The judgment of the court below is reversed.

Defendant shall be punished by a fine of KRW 5,000,000.

The above fine shall not be paid by the defendant.

Reasons

1. Summary of grounds for appeal;

A. Defendant 1) A copy of each counseling letter (Evidence No. 2 and 3) adopted by the lower court as evidence of misunderstanding the legal doctrine has the character of “a statement prepared by a person other than the Defendant outside of the investigation process,” to which Article 313(1) of the Criminal Procedure Act applies.
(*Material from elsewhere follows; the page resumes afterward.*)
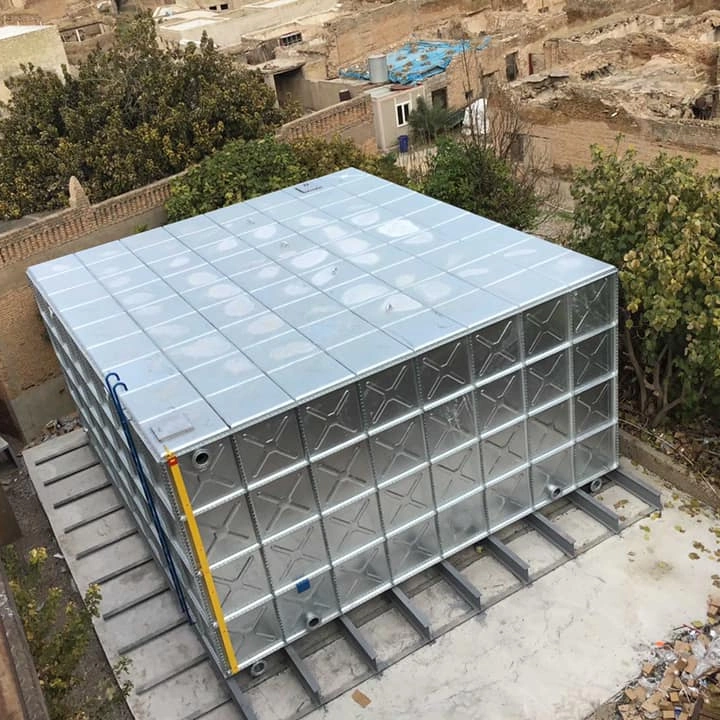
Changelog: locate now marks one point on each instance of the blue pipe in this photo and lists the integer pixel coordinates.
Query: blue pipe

Defendant 1 had the character of “a statement prepared by the person other than the Defendant outside the investigation process.” Since it was not written by the author’s own pen, and there was no signature or seal, the author I recognized the authenticity

Even if it is inadmissible, it is not admissible.

Nevertheless, the court below held that each of the above evidence is admissible.

In light of the foregoing, the lower court convicted the Defendant on the ground of its conviction. In so doing, it erred by misapprehending the legal doctrine on the admissibility of evidence of the written statement prepared by a person other than the Defendant [ although the Defendant used stenographic records (E) and a statement recorded CD (E) as the ground for appeal, it is not separately determined on the ground that the Defendant consented to the evidence at the third trial date of the first instance trial, and withdrawn the above assertion. 2] On March 2016, 2016, the Defendant did not have any intention to commit an indecent act against the victim E (a false name) on the ground that the Defendant committed an indecent act against the victim E (a false name) in the process, but the Defendant did not constitute a coercion or coercion, and thus did not have any intention to commit an indecent act against the Defendant.

B) There was no fact that the Defendant committed an act of using sparing the victims as stated in the facts charged.

3) The sentence of the lower court’s unfair sentencing (five years of suspended sentence for three years of imprisonment and forty hours of suspended sentence) is too unreasonable.

B. The Prosecutor’s sentence of the lower court is too unhued and unreasonable.

2. Prior to the judgment on the grounds for an ex officio appeal, the prosecutor examined the facts charged ex officio, and the prosecutor changed the name of the crime into “indecent conduct by a minor,” and changed the applicable provisions into “Article 305 and Article 298 of the Criminal Act,” respectively, and the part of the facts charged in the previous facts charged as indicated in the separate sheet.”